Évêque de St Denis et de l’Église Orthodoxe de France
(Revue Panharmonie. No 192. Octobre 1982)
C’est un sujet un peu spécial, abstrait et, pour commencer, je citerai un homme tout à fait extraordinaire qui s’appelle Syméon le Nouveau Théologien et que les Orthodoxes connaissent bien.

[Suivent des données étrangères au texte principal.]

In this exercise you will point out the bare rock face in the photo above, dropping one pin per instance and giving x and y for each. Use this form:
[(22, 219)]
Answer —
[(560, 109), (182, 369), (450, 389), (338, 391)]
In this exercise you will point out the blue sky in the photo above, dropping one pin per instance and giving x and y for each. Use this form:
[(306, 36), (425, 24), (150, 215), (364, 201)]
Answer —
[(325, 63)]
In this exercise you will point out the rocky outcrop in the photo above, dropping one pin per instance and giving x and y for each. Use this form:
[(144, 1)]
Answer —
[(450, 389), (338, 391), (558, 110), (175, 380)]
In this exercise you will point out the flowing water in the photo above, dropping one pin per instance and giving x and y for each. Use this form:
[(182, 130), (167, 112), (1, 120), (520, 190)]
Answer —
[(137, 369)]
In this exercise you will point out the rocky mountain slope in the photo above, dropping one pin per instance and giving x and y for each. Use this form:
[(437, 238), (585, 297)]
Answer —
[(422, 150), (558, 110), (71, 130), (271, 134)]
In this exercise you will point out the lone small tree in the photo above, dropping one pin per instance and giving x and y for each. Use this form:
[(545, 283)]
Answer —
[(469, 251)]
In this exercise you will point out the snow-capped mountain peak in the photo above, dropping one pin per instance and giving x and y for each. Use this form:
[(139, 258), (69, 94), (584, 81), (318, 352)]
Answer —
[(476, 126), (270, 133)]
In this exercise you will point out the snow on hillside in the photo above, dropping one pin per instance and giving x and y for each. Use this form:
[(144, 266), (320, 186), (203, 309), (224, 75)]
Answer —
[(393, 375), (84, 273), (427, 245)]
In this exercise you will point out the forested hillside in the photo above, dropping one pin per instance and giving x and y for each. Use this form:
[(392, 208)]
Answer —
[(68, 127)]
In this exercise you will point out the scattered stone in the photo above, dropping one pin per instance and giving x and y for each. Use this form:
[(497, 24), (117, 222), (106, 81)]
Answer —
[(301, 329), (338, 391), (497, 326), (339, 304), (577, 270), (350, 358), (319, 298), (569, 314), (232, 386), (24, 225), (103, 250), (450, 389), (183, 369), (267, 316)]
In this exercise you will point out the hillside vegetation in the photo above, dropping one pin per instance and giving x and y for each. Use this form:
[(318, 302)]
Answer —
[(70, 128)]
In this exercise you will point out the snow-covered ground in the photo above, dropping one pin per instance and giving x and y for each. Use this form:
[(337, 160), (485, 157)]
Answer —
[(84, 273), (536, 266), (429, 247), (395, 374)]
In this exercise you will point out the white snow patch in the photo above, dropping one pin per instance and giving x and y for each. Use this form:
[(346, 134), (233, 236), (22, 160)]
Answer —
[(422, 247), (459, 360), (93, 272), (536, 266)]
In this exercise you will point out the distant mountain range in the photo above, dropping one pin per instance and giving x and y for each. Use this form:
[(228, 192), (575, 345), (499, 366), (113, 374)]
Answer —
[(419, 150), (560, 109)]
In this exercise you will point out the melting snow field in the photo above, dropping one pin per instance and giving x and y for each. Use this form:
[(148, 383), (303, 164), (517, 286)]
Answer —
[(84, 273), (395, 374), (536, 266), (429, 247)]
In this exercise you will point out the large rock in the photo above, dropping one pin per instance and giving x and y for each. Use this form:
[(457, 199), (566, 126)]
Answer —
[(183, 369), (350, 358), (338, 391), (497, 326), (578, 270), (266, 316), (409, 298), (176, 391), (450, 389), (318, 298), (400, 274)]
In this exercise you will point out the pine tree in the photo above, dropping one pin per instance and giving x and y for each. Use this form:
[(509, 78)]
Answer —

Dans la tradition de l’Église Orthodoxe, on considère qu’il n’y a que trois Théologiens auxquels on peut donner ce nom : le premier c’est Jean, le disciple bien-aimé ; le deuxième, qu’on appelle le Théologien, c’est Grégoire de Naziance qui vivait au IVe siècle, qui a été pendant très peu de temps Archevêque de Constantinople et qui s’est ensuite retiré dans le désert, tout en laissant des sermons théologiques tout à fait exceptionnels ; le troisième, Syméon, était un moine grec qui vécut de 949 à 1022.
On appelle « Théologien » un homme qui a l’expérience et qui enseigne des propos plus ou moins juridiques, mais qui ne peuvent être placés que dans l’intellect. Syméon, le Nouveau Théologien, lui, était un homme d’une expérience tout à fait exceptionnelle. Il a eu de fréquentes extases liées à des lévitations. Si bien qu’un jour, raconte un de ses disciples qui était dans le même monastère que lui, se réveillant, il le cherche et ne le voit pas. Il continue à chercher partout et il le voit tout à coup en lévitation au plafond !
Syméon ayant la colonne vertébrale cassée, il restait toujours allongé. Comme il avait eu des expériences spirituelles dans le monde physique, il disait que la vie spirituelle était quelque chose de vital et non théorique. Il prenait comme critère sa propre expérience. Et même si toute expérience ne se communique pas, on peut quand même exprimer celle que l’on a eue. C’est là la première raison pour laquelle je parle de Syméon.
La deuxième raison, c’est la Paix. On parle souvent de paix, mais lorsque le Christ dit : « Je vous laisse ma Paix », c’est celle qui dépasse toute intelligence. Elle a un Temple. Ce Temple de la Paix, c’est l’esprit de l’homme qui a pour caractéristique d’être toujours pacifique. Son auteur et son acteur, c’est l’Esprit de Dieu qui, lui, ne trouble jamais. Il y a beaucoup d’esprits qui troublent, mais quand vient l’Esprit de Dieu, il ne trouble pas. Toutes les autres sont de fausses paix !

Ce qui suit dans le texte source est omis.